Вместе с искусством, с высокими порывами и восторгами, с беспорядочной жизнью рука об руку шел весьма опасный спутник, поветрие, захлестнувшее этот дивный и хрупкий мир, который мы сейчас называем Серебряным веком. В каждой аптеке можно было свободно купить крохотную баночку коричневого стекла, не так уж дорого и стоило это повальное новомодное увлечение: белый порошок, кокаин. Одна небольшая понюшка давала необыкновенную бодрость, широту обзора, ясную и кристальную четкость мысли, позволяла собраться и мобилизовать все силы. Актеры и актрисы перед выходом на сцену торопливо вдыхали порцию “снежка” - и играли с невероятным жаром. Жалко только, что привыкание происходило чересчур быстро. Кто не поддался “снежку”, нюхали эфир, курили гашиш, уплывали в опиумные сновидения. Все это распахивало новые горизонты, подхлестывало ненавистную, пошлую и серую жизнь, попутно, разумеется, пожирая изнутри своих почитателей. Чем ближе человек был к “магам”, “творцам”, “открывателям новых путей”, тем больше была вероятность того, что он если и не прямой наркоман, то уж явно не прочь расцветить обыденность при помощи подручых средств. В самом деле - не водку же глушить, как купчишка или мастеровой. Когда спохватились и кокаин стали продавать лишь по рецептам, это никого не остановило: просто он стал дороже и больше было вероятностей нарваться на нечестного продавца, который, чего доброго, подмешает к драгоценным крупинкам толченого мела и т. д. Кокаином могли попотчевать добрые приятели, это было в порядке вещей, все равно что угостить сигареткой. Но разница, конечно, была. Когда Вертинский написал свою “Кокаинетку” - эту песню слушали как горький гимн сотни таких же “кокаинеток”. Осознавать, что кто-то споет последнюю жутковатую колыбельную и для них, было страшно и сладко. Кому-то повезло, и под воздействием близких или, реже, собственными усилиями удавалось преодолеть зависимость. Но огромное количество “одиноких бедных деточек” шли по этой дорожке до конца.

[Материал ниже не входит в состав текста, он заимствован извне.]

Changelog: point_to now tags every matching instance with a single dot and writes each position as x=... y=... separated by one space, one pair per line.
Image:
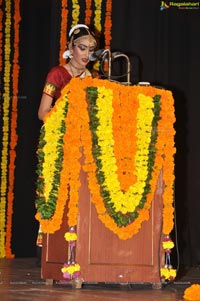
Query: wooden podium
x=102 y=255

Вас уже отравила осенняя слякоть бульварная
И я знаю, что вкрикнув, Вы можете спрыгнуть с ума.
И когда Вы умрете на этой скамейке, кошмарная
Ваш сиреневый трупик окутает саваном тьма.

Так не плачьте ж, моя одинокая бедная деточка.
Кокаином распятая в мокрых бульварах Москвы.
Затяните-ка лучше потуже на шее горжеточку
И ступайте туда, где никто Вас не спросит, кто Вы

Не случайно на одном из выступлений кто-то из публики не выдержал и закричал: “Остановите его, он призывает молодежь к самоубийству!”
Сам Вертинский об этой поре своей жизни вспоминал не без ужаса. В сети кокаина угодил не только он, но и Надежда. Однажды утром, когда Нади не было в городе, Александр увидел, что крыша соседнего дома, куда выходило их окно, буквально усыпана коричневыми баночками, осознал, как же далеко они с сестрой зашли, и понял, что он прямо сейчас в буквальном, медицинском смысле слова сходит с ума. Галлюцинации сопровождали его уже постоянно. Он бросился за помощью к врачу, ехать пришлось на трамвае, рядом с ним на площадке расположился бронзовый памятник Пушкину с Тверского бульвара и пытался расплатиться старинным медяком. Доктор был настроен серьезно: или клиника на три года, или немедленно, самому, раз и навсегда выбросить кокаин из жизни. Вырваться из кокаиновой зависимости помогло новое дело.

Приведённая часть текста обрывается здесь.